Differential Diagnosis
1. Psychogenic (hysterical or malingered)
2. Retinopathies may cause metamorphopsia, night blindness, photisms, and delayed glare recovery
3. Neural causes
Dominantly inherited (Kjer's)
Mitochondrially inherited (Leber's)
Inflammatory/Demyleinating optic neuropathies
Infiltration or compression
Pernicious anemia

Diagnosis and Discussion
Tobacco Amblyopia typically occurs in patients who are pipe and cigar smokers and the etiology is unknown. There has been a marked decline in the incidence of Tobacco Amblyopia since the advent of genetic testing for Leber hereditary optic neuropathy as it was felt that many patients were initially misdiagnosed. There is a large differential in patients with bilateral ceco-central scotomas including nutritional optic neuropathy (B12 deficiency), Leber's hereditary optic neuropathy, Kjers dominant optic atrophy, cilioretinal artery occlusion, infectious optic neuropathy such in syphilis, and psychogenic loss.

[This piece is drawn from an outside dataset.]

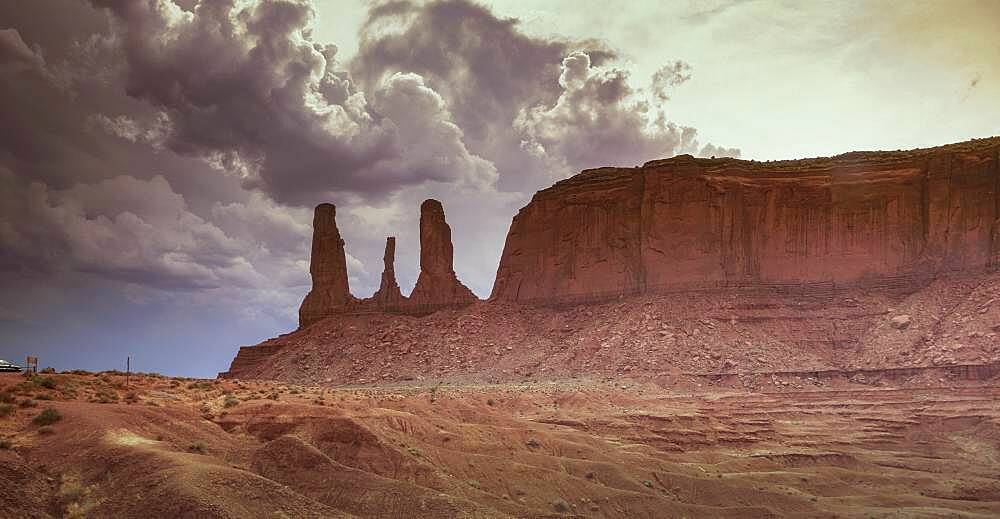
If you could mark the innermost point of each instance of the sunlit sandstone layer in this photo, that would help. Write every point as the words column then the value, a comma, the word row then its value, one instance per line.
column 862, row 218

A multifactoral etiology is postulated since only a minority of patients who smoke develop this disease and no dose dependent correlation has been discovered. Cyanide toxicity from cigarette smoke and relative malabsorption of Vitamin B12 from the gut have been postulated as mechanisms, but not proven (1). Alcohol has also been postulated to be a co-factor in this disease process, however, alcohol alone has not been proven to be toxic to the visual pathways. Low serum vitamin B12 levels have been suspected as one factor (2).

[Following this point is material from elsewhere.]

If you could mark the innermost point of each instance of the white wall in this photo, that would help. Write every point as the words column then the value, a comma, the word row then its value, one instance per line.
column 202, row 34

Patient with Tobacco Amblyopia can have any level of visual acuity. It presents as a painless, progressive bilateral optic neuropathy with visual loss, dyschromatopsia, and ceco-central scotomas on visual field testing. Nystagmus, ptosis, and ophthalmoplegia can be present if the patient is experiencing Wernicke's encephalopathy. The optic nerve appears pale and the rest of the fundus usually appears normal. An evanescent peripapillary retinopathy characterized by hemorrhages and dilated, tortuous vessels in the nerve fiber layer has been described in a case series (3).
Treatment consists of hydroxocobalomin injections or oral replacement therapy and cessation of smoking. Nonetheless, patients such as the one presented here who have continued to smoke and who receive vitamin B12 do improve. Previous studies have shown that hydroxocobalomin is superior to cobalomin alone in the treatment of these patients. Administration of the medications with an internist and close follow up with visual field testing is recommended when following these patients.

1. Freeman AG: Optic neuropathy and chronic cyanide intoxication: A review. J Soc Med 81:103, 1988.
2. Foulds WS, Chisholm IA, Bronte-Stewart JM, et al: Vitamin B12 absorption in tobacco amblyopia. Br J Ophthalmol 53:393, 1969.
3. Frisén L: Fundus changes in acute nutritional amblyopia. Arch Ophthalmol 101:577, 1983.